Roughly 80% of candles will form a bottom wick and/or a top wick at some point during the forming period — that’s 4 in 5 every candles! This means that the 20% of candles that do not form bottom/top wicks are candles we stay well away from!. When there is no wick, price has a higher chance of flipping on the next forming candle. Due to this, they have a higher chance of hitting our stop losses before price makes its way to our take profit level
Rule of Thumb: no wick = no range = no entry.
Bull candle, no top wick = Would not enter if this bullish candle closed ABOVE a range.
Why?

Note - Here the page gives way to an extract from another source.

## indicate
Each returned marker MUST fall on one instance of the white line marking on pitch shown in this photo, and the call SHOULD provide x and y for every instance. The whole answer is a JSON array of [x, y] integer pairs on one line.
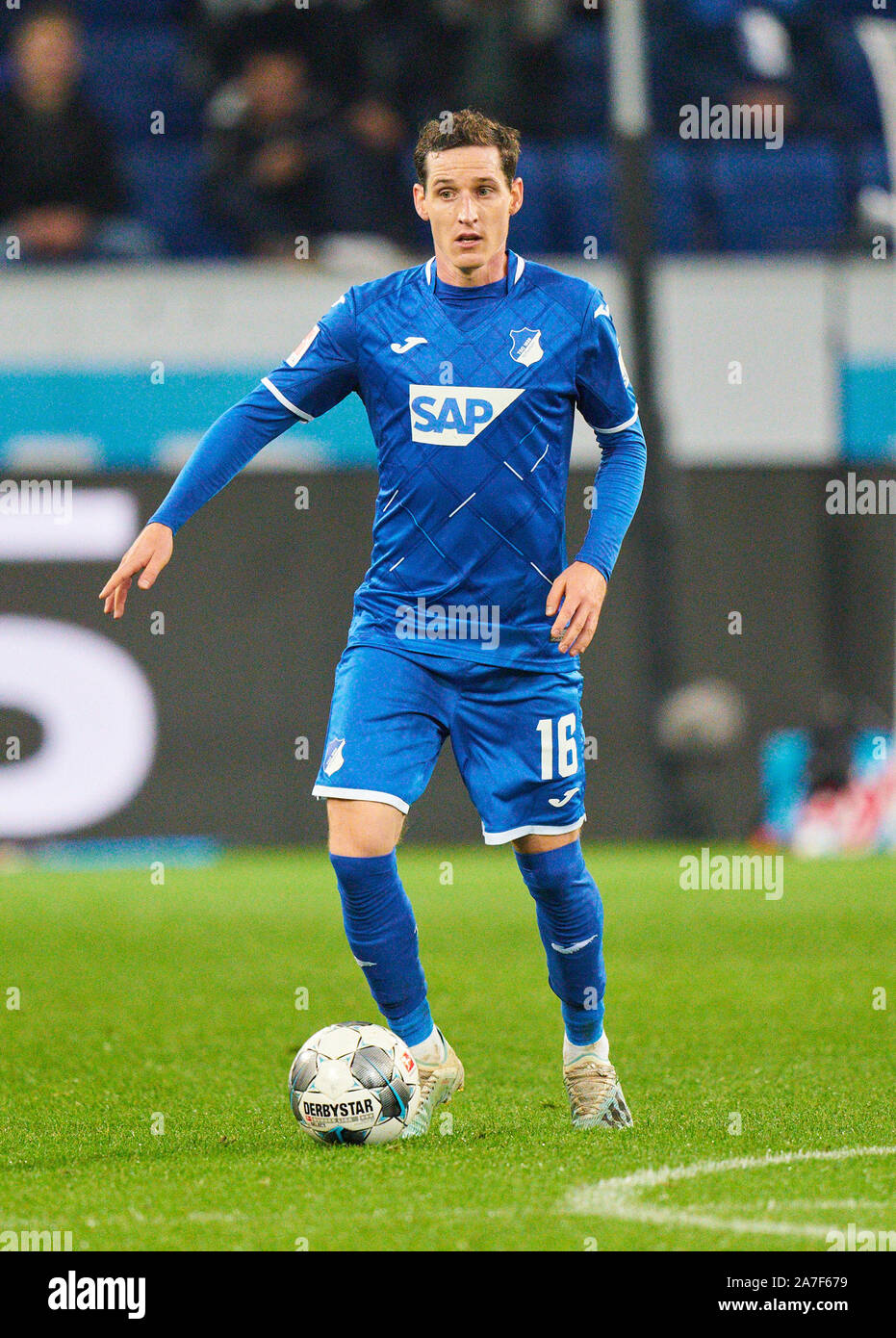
[[621, 1196]]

The lack of a top wick indicates there is no range to continue upwards and therefore makes for a low-quality long (buy) position to enter on
Bear candle, no bottom wick = Would not enter if this bearish candle closed BELOW a range.
Why? The lack of a bottom wick indicates there is no range to continue down and therefore makes for a low-quality short (sell) position to enter on
Bull candle, no bottom wick = Would not enter if this bullish candle closed ABOVE a range.

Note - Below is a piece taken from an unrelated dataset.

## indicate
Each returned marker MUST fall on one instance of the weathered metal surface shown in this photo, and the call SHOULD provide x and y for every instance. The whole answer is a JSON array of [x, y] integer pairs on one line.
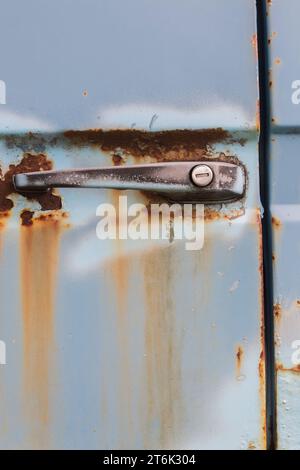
[[284, 173], [123, 343]]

Why? There’s a high chance of the next candle breaking the lows of this candle before flipping back upwards — positions with this type of have a 50-60% win rate — which is too low for us to include in our playbook
Bear candle, no top wick = Would not enter if this bearish candle closed BELOW a range.

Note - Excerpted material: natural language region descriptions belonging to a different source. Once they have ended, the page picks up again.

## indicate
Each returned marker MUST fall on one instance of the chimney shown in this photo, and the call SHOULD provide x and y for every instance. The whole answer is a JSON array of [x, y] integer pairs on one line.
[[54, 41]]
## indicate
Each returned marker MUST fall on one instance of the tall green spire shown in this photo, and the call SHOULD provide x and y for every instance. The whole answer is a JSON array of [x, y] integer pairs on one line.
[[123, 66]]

Why? There’s a high chance of the next candle breaking the highs of this candle before flipping back downwards — positions with this type of candle have a 50-60% win rate — which is too low for us to include in our playbook
We always want the probability of a position to be highly in our favor — candles breaking highs with no bottom wick in a bullish trend are likely to wick back down/flip bearish on the next candle to make up for the lack of a bottom wick.
This applies to bearish trends too, where candles may break lows with no top wick — these are also likely to flip bullish on the next candle to make up for the lack of a top wick.